Nous partons à la découverte d’un « homme de Dieu », l’abbé Etienne Raboud, originaire de Choëx. Petite rétrospective avec l’abbé Jérôme Hauswirth, originaire également de Choëx !

Par l’abbé Jérôme Hauswirth
Photos : DR
Le jour de ma première messe à Choëx, en 2006, Clotilde s’est approchée et m’a dit : « La dernière fois qu’il y a eu une première messe à Choëx, c’était en 1941. Le 6 juillet. J’y étais. Et le nom du prêtre était Etienne. C’était mon oncle ! » Je réalisais alors que j’arrivais 65 ans après lui. L’occasion de faire mémoire de ce Choëland à nous 😊.

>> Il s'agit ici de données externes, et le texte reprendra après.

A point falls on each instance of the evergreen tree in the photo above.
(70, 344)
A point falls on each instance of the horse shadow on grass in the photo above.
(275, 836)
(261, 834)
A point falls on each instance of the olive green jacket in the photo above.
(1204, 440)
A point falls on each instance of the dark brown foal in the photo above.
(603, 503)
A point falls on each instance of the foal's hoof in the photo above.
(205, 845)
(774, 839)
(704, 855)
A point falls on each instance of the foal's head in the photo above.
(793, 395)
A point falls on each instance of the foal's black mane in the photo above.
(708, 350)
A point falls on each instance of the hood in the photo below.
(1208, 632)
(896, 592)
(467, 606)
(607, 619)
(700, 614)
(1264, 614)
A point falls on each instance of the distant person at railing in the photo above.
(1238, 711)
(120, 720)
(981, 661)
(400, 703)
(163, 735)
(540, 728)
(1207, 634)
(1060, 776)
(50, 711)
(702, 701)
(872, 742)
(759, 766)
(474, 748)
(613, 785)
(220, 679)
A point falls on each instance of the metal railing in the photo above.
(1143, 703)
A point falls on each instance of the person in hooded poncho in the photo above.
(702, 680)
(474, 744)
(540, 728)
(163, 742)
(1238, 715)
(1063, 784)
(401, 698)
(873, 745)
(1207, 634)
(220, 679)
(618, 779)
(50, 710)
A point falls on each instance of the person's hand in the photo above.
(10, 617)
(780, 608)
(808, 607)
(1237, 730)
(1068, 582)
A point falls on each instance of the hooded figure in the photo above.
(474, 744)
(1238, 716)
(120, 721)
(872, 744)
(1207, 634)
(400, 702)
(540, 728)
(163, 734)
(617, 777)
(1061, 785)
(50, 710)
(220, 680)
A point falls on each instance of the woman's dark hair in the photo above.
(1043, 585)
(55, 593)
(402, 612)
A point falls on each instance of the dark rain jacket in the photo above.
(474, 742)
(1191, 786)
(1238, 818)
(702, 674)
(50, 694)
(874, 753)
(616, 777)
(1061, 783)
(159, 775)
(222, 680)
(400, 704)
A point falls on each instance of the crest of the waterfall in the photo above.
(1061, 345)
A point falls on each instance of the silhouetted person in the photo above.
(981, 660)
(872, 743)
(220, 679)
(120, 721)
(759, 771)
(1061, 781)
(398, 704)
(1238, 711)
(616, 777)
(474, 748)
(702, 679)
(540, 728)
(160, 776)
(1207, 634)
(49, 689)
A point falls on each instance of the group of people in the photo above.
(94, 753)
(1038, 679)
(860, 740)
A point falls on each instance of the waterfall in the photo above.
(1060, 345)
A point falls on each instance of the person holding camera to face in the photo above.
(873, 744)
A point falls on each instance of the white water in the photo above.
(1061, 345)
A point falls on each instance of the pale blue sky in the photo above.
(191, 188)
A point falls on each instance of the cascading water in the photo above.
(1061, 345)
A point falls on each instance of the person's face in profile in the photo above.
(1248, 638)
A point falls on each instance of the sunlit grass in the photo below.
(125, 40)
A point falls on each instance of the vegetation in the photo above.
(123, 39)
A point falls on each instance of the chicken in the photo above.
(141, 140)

Le chanoine du Grand-Saint-Bernard Etienne Raboud est né à Choëx, au Feuvet, le 18 septembre 1910. Il est le 7e enfant de Jules Raboud et de Cécile Berra. Son grand frère, Rémy, fut prêtre à la Valsainte puis devint chartreux en Italie. En 1934 il franchit les portes de la Maison du Grand- Saint-Bernard pour la première fois. Le 29 août 1935 il émit profession religieuse. Il fut ordonné prêtre le 29 juin 1941. Il assura plusieurs ministères dans la Communauté, comme économe à l’Hospice du Simplon, curé de Trient durant 12 ans (il dira que ce furent ses meilleurs souvenirs, parce que de nombreuses relations d’amitié furent durablement établies !), aumônier du collège Champittet durant 10 ans et recteur de Martigny-Combe et enfin aumônier de l’hôpital de Martigny jusqu’en 1986. Après un temps de retraite à la Maison du Saint-Bernard, il fut accueilli pour ses sept dernières années au Foyer Louise Bron où son visage, paraît-il, rayonnait de la joie et de la paix du Christ. Il est mort paisiblement le 8 avril 2002.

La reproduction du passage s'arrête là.